The Alchemists of Loom (Loom Saga #1)(49)



“Are you mad?”

“Maybe.” Arianna gave a quick look to Florence for the girl to ease away, she could handle herself. She also didn’t know what Cvareh was about to do. If Flor got wrapped into the scrap, she’d never forgive herself for it.

“You know how well that went last time. It set the Riders right on our tail,” he snarled, his nose nearly touching hers.

“And if I recall correctly, you were fine. We killed one Rider and evaded the others.” Her hands were at her side, ready to grab for her daggers if need be. “And we would’ve lost them entirely if you hadn’t gone rogue at Ter.5.2.”

“Don’t make this out to be that I owe you.” Cvareh’s tongue was heavy with the sudden spike in his magic. “If anything, you owe me for giving you the opportunity of a boon.”

Ari laughed off the influence he was trying to synthetically apply on her. She threw her own magic behind her words, just to make a point that they seemed to be too evenly matched to sway each other falsely. “Hardly. But you must do this for me if you hope to see the outcome of that boon. I cannot get you to the Alchemists’ Guild otherwise.”

The Dragon threw her away. Ari shifted her weight from the balls of her feet to her heels, stabilizing quickly.
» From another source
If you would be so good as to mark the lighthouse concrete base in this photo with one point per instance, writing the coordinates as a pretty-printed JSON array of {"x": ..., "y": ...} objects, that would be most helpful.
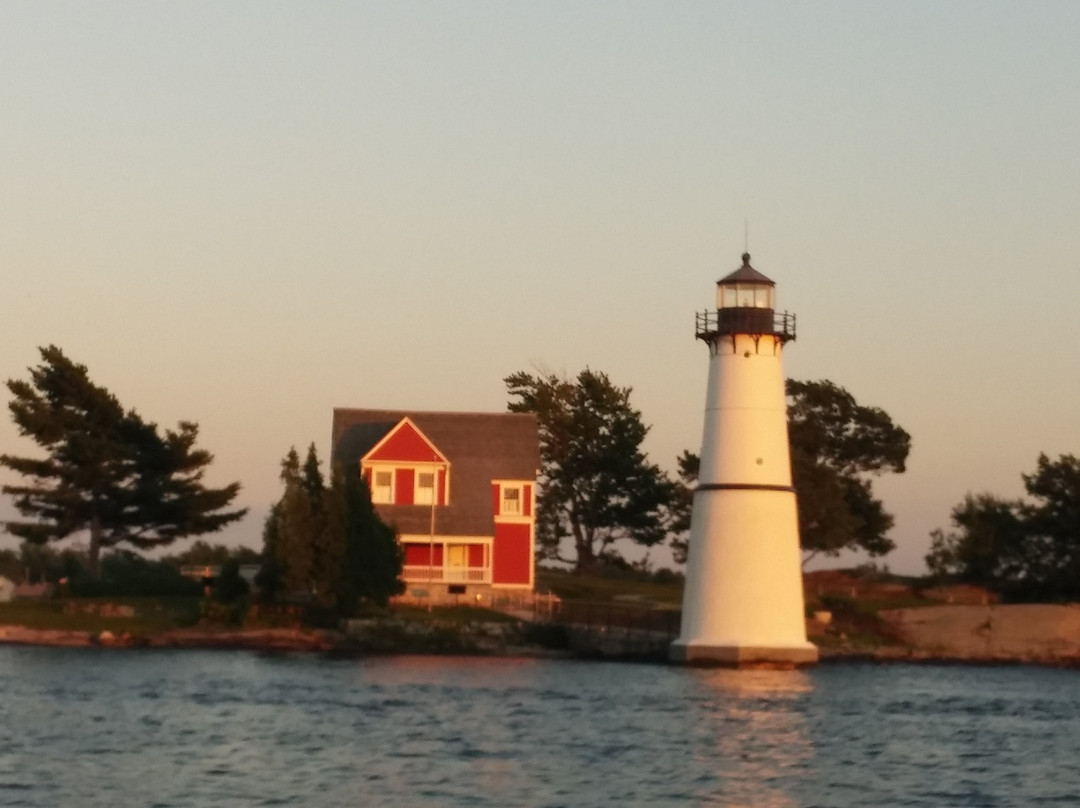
[{"x": 743, "y": 656}]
He looked at her with a fearsome sort of wrath.

Good. She wanted to see his true colors. She wanted him to see hers. She wanted to smash down the foolish walls they’d allowed to go up between them on the ridiculous notion of etiquette.

“If you cannot, then relinquish the boon contract. You’ve met your match. Forfeit gracefully.”

“Forfeit is something I don’t know how to do.” Ari advanced on him this time. “I do not give up. I do not relent. I will have my boon or I will die.”

“Arianna!” Florence’s concerned interjection was lost.

Arianna’s world had been reduced to Cvareh. Their magic pressed against each other. Their muscles rippled with palpable conflict over fight or flight.

“Yield, Dragon, and do this for me,” she whispered, as quiet as a knife through skin.

“You…” His slitted pupils dilated and thinned. “You insult me at every turn. You shame my name knowingly. And then you expect to use my magic as you need without recourse? Like I am some mule at your beck and call?”

He was angry. But he was equally hurt, and that was compelling. “My, you taste your own kind’s medicine and discover it too foul to be palatable? How unbecoming.”

“What?”

“To insult someone at every turn, to demean and degrade them, and then to expect them to give up their knowledge, their skill, without recourse? Does that not sound like what the Dragons have done to Loom since our worlds crossed?”

“Don’t try to make this the same.”

“Isn’t it, though?”

“It’s not and you know it.”

“Do I?” Arianna insisted.

“We are people, not worlds. And you commit the faults you blame me for. You judge me for the actions of my entire race. You see me as a Dragon before you see me as a man. You ignore my good will and attempts at peace, only looking for banners of war between my words. And when you find none, you invent them, so that I better fit your expectations.”

Her hands found no life, and her tongue refused her mental quips.

“Silence? The great and infallible Arianna has finally been silenced? Finally.”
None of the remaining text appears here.